A Gamer Geek’s level of enjoyment with the game was based on their enjoyment of Euro-style games. Those Gamer Geeks who detested Euro-style games naturally disliked Village. Those who enjoyed Euro-style games loved it. There was nothing in the game play or the rules to suggest that the game was a bad one (in fact, several comments were made regarding the excellent component quality and design), and all the Gamer Geeks, be they Ameritrash devotees or classic Euro-style zealots, all agreed the game was a good one.
Gamer Geeks, your level of enjoyment with this game is primarily based on your point-of-view of Euro-style games. If you don’t like Euro-style games, skip Village. If you do, you’ll find Village to be a fun and challenging game that introduces a new resource seldom seen: Time. This was perhaps the biggest draw to the game, as it gave all the players another way to pay for actions. This gave the players much more to think about, too, as it opened many new possible methods of wining. While the use of time as a resource is unique, the game itself is hardly groundbreaking. You’ll be pushing cubes, moving meeples, collecting resources, and spending them in the same way you’ve done before with other Euro-style games. While not a detractor, just be aware of it before you go buying it for your game collection.
Parent Geeks, this is a very well designed family game in the Euro-game style of play. The players are never in direct conflict with each other which allows for casual play and easy table conversation. The game is challenging and every player will always be forced to make a choice of “pay now” or “pay later”. This game will also challenge a player based on the many choices it provides. There are multiple ways to gain points and even more ways to streamline a single round to come out on top.

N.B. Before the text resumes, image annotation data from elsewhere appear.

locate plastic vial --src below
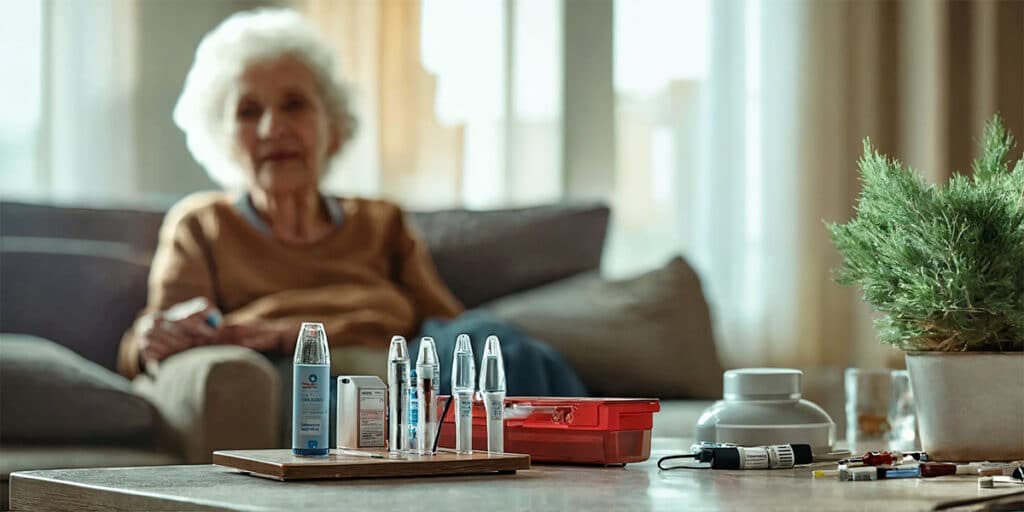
[387,336,409,452]
[452,334,476,454]
[480,336,505,452]
[401,365,420,452]
[292,323,331,456]
[416,337,440,455]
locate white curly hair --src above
[174,8,356,188]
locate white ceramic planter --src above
[906,352,1024,462]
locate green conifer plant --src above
[827,116,1024,352]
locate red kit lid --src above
[438,396,662,431]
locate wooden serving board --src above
[213,449,529,480]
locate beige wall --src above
[133,0,273,199]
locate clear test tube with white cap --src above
[416,337,440,454]
[387,336,409,452]
[480,336,505,452]
[452,334,476,454]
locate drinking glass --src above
[889,370,921,452]
[845,368,892,454]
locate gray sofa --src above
[0,197,721,506]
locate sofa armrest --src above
[132,345,281,464]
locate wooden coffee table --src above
[10,439,1024,512]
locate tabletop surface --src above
[10,438,1024,512]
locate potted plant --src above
[827,116,1024,461]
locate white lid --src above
[723,368,804,400]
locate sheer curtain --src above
[2,0,137,201]
[300,0,561,208]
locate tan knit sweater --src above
[118,193,463,377]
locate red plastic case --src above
[438,396,662,466]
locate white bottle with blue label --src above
[292,323,331,456]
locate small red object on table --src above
[438,396,662,466]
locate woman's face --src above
[227,55,340,194]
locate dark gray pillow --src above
[483,257,722,398]
[0,334,157,444]
[412,204,608,307]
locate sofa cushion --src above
[412,204,608,308]
[0,237,150,370]
[483,257,722,398]
[0,334,157,445]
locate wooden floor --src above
[11,439,1024,512]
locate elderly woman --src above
[119,10,585,403]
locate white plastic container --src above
[696,368,836,454]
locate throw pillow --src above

Child Geeks, this game is going to be a bit too much for you unless you already are familiar with and have the patience for Euro-style games. This is not a fast game, nor will it create any real sense of adventure or excitement. You’ll find that the best way to play the game is silently, deep in thought, and half-crazed with speculation. That doesn’t sound like much fun, does it? One day, you’ll have the mental stamina and geek skills to sit down and play this game like a Boss. Until then, keep playing the many, many other games available to you that are lighter and more entertaining.
Village has been dubbed, by some, as a “modern Euro-style game”. I fail to see any level of modernization, as the game is steeped with Euro-style game mechanisms that have been around for a long time. I also fail to see any real originality in the game, although the currency of time is a very neat idea. However, its uniqueness will eventually become unnoticeable after a few game plays. “Time” will become nothing more than just one more resource to be used and pushed around the board. I guarantee you’ll miss it when you play other Euro-style games, however.
Village is solid game, but does not provide anything you can’t get from other Euro-style games on the market today. Which is to say, it has passive game play, simple rules, plausible choices, short downtime, zero luck, and a scoring system that always keeps a player’s marker moving forward. For those players who like Euro-style games, they’ll no doubt enjoy Village. For those looking for excitement, the game will fail. This is a game about efficiency, about making small but meaningful choices again and again, and to slowly gain points over a period of time. The game is an exercise in long-term planning and feels rewarding to those who like to see complex strategies come together. Again, think of a period piece dramatic film, and you’ve got a very good idea how Village feels.
Personally, I rather enjoyed Village, finding it fun and challenging to play with potentially a lot of replayability. I say “potentially”, because after playing it a number of times in a row, no one wants to play it with me. Still, it’s a good game and one I would gladly play again. I, however, would have a hard time recommending Village to someone not familiar with Euro-style games. If you are and are looking for a new game to add to your table, Village is sure to please.
This game was given to Father Geek as a review copy. Father Geek was not paid, bribed, wined, dined, or threatened in vain hopes of influencing this review. Such is the statuesque and legendary integrity of Father Geek.